Apr 20, 2017
Il Centro Studi Livatino formato da magistrati, docenti universitari, avvocati e notai, dopo aver diffuso nei giorni scorsi un un appello di oltre 250 giuristi, inviato a Deputati e Senatori, e un documento sulle gravi ricadute che le nuove norme avranno sull’esercizio della professione medica, esprime preoccupazione per il testo appena approvato dalla Camera: confuso, contraddittorio, impreciso e nella sostanza eutanasico, esso avrà – se confermato dal Senato – delle gravi ricadute sul rapporto fra medico e paziente.
La relazione di fiducia, fondata da millenni sul giuramento di Ippocrate in vista del bene-salute dell’ammalato, viene oggi sostituita dal principio della disponibilità della vita umana e dal burocratismo di un consenso che impegnerà il medico più nella compilazione di carte che nei necessari trattamenti di cura e terapia. Da professionista che punta alla salute del paziente questa legge trasforma il medico in un soggetto ossessionato dalla dettagliata informazione del malato, dalla verifica della comprensione di costui, dalle modalità di esplicitazione del consenso.
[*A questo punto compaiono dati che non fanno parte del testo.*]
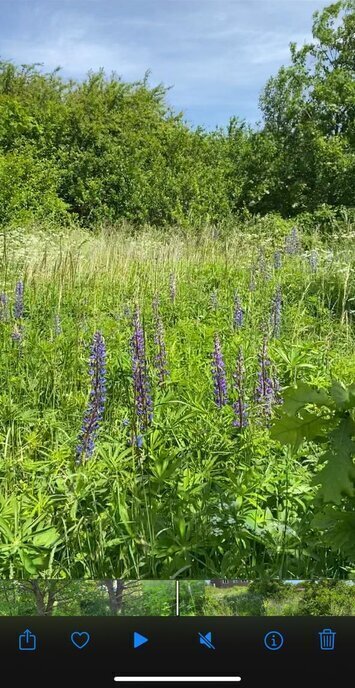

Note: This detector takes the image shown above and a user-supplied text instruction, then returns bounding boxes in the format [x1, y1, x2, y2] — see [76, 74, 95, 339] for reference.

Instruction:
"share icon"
[198, 631, 216, 650]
La costrizione a sospendere idratazione e alimentazione, se assistite, insieme con trattamenti di sedazione profonda, sono in tutto e per tutto atti di eutanasia. A differenza di quanto dichiarato, l’obiezione di coscienza non è riconosciuta con le forme dovute – analoghe a quelle che riguardano altre materie – e invece vi è l’estensione della disciplina alle strutture sanitarie non statali.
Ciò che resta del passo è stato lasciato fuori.